Unlike in most colleges, where creating the impression that Student A must have some knowledge because he hung out with Professor B is a pretty good working definition of quality control, there is good evidence that graduates of the 180 Skills-Edmonds-Boeing partnership have actually learned something. A badly educated worker quickly becomes obvious when interacting with the machines and processes that make something as fantastically delicate and complicated as a Boeing 787. Unlike in conglomerate universities, where undergraduate tuition is used to subsidize excess administrative overhead, research, and overpaid football coaches, students in this program don't spend time or money to support anything other than their education.
Novel arrangements like this are more likely to bloom in technical and job-focused programs in public two-year colleges, because those students and institutions sit at the bottom of the postsecondary status hierarchy. It's easy for people in the lofty heights of academe to say that while faster, cheaper, partially outsourced online higher education may be fine for the working class, such principles could never be applied to the kind of education provided at prestigious research universities.

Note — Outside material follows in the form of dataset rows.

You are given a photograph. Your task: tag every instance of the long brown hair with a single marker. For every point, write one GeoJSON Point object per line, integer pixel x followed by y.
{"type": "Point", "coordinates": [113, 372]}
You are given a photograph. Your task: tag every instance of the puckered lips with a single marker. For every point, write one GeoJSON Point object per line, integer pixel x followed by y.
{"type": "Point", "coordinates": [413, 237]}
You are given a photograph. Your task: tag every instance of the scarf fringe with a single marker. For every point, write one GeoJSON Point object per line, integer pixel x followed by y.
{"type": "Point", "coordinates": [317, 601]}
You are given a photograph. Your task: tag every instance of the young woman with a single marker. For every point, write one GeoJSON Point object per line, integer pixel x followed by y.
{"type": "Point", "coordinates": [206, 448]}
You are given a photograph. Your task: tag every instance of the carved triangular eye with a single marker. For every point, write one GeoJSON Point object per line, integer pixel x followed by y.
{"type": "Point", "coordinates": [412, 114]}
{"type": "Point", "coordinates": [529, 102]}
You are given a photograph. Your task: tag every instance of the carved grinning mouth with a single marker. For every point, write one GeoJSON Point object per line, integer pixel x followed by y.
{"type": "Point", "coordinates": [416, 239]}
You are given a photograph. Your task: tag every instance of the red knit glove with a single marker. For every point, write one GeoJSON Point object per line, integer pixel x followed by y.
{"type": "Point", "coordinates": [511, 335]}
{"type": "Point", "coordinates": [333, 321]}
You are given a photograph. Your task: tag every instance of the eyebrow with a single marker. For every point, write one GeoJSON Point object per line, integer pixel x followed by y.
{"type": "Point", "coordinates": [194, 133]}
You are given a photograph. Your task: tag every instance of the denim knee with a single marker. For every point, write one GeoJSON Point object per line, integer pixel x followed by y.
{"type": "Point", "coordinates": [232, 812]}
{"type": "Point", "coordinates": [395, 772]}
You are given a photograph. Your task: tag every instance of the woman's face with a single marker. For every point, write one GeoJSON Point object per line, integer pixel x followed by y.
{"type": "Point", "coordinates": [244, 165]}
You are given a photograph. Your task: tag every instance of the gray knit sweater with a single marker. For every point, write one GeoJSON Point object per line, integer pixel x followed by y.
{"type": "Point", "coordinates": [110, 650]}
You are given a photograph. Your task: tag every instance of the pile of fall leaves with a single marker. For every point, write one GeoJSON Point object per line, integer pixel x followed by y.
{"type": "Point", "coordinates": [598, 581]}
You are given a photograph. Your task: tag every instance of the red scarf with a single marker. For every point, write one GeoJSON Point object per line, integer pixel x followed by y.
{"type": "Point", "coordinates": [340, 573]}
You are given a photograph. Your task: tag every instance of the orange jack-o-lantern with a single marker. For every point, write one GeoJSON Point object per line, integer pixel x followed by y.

But then how would they explain the Carnegie Mellon Open Learning Initiative, where cognitive scientists have developed online courses with "intelligent tutoring systems, virtual laboratories, simulations, and frequent opportunities for assessment and feedback" in traditional subjects like statistics, biology, chemistry, philosophy, and French? Those courses aren't just cheap—they're free.
There is, in fact, vast potential to use information technology to sharply reduce the time and money cost of higher education and improve student learning in the bargain. Indeed, it was new competitors with different organizational models that toppled mighty companies like GM back in the 1970s. Having witnessed one wholesale disruption of a long-dominant industry, Joe Kitterman may be helping to mount a similar challenge in another.